La ville de Bunia, chef-lieu de la province de l’Ituri, est devenue le point focal d’une mobilisation sanitaire intense depuis la déclaration d’une nouvelle épidémie de la maladie à virus Ebola le 15 mai dernier. Face à cette urgence, la riposte s’organise sur le terrain, combinant interventions locales et soutien international, dans un contexte déjà fragilisé par l’insécurité liée aux groupes armés.
Une double menace pour l’Ituri
Le gouverneur militaire de l’Ituri, le général Johnny Luboya, a qualifié la situation de « guerre dans la guerre », soulignant que la province doit simultanément faire face à l’activisme des groupes armés et à la propagation du virus. Cette double pression complique la réponse sanitaire, mais les autorités misent sur une approche intégrée. « Nous avons d’abord un des centres de santé. Nous avons aussi les partenaires qui sont venus nous aider. Et aussi, il faut surtout les communautés, parler avec les communautés, les sensibiliser pour qu’ils comprennent de quoi il s’agit », a-t-il expliqué.
Des structures de soins en première ligne
Au Centre médical évangélique (CME) de Nyakunde, où un médecin américain a été contaminé au début de l’épidémie, l’activité reprend progressivement après une semaine d’arrêt. Une soignante a décrit le travail de désinfection en cours : « Pour le moment, nous sommes là pour désinfecter notre hôpital parce que ça fait une semaine qu’on a arrêté le travail à cause d’Ebola. » La méfiance d’une partie de la population reste un défi, comme en témoigne cette même soignante : « Les gens ont peur parce qu’on a eu des cas d’Ebola et il y a eu de nombreux décès. »

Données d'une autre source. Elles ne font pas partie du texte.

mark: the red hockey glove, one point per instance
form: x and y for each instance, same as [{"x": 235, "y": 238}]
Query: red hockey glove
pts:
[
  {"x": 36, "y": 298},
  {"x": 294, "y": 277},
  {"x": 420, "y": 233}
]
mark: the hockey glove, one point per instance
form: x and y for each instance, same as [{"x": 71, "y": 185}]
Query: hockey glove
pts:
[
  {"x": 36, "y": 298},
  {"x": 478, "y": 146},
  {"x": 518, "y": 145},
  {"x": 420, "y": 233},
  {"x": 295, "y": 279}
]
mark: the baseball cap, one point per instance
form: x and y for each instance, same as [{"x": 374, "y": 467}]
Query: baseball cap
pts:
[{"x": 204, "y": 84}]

Un centre de traitement opérationnel depuis moins d’une semaine
À proximité du CME, un centre de traitement Ebola a été installé et est fonctionnel depuis moins d’une semaine. D’une capacité de 50 lits répartis sur deux étages, il accueille les cas suspects à l’étage supérieur et les cas confirmés au rez-de-chaussée. Mikael Di Marco, logisticien du centre, a précisé que « nous avons actuellement 27 ou 28 patients, mais ces chiffres évoluent chaque jour ». La confirmation d’un cas prend actuellement entre deux et trois jours, un délai que les équipes tentent de réduire en décentralisant les laboratoires. La docteure Marie Rosaline Belizaire, directrice régionale de l’Organisation mondiale de la Santé (OMS), a indiqué qu’« ici, on a au moins 30 personnes qui travaillent, parce qu’il faut au moins 3 vacations par jour », sans compter le personnel de soutien logistique. L’infrastructure n’est pas encore achevée : 18 lits supplémentaires et une crèche pour les enfants des malades sont prévus.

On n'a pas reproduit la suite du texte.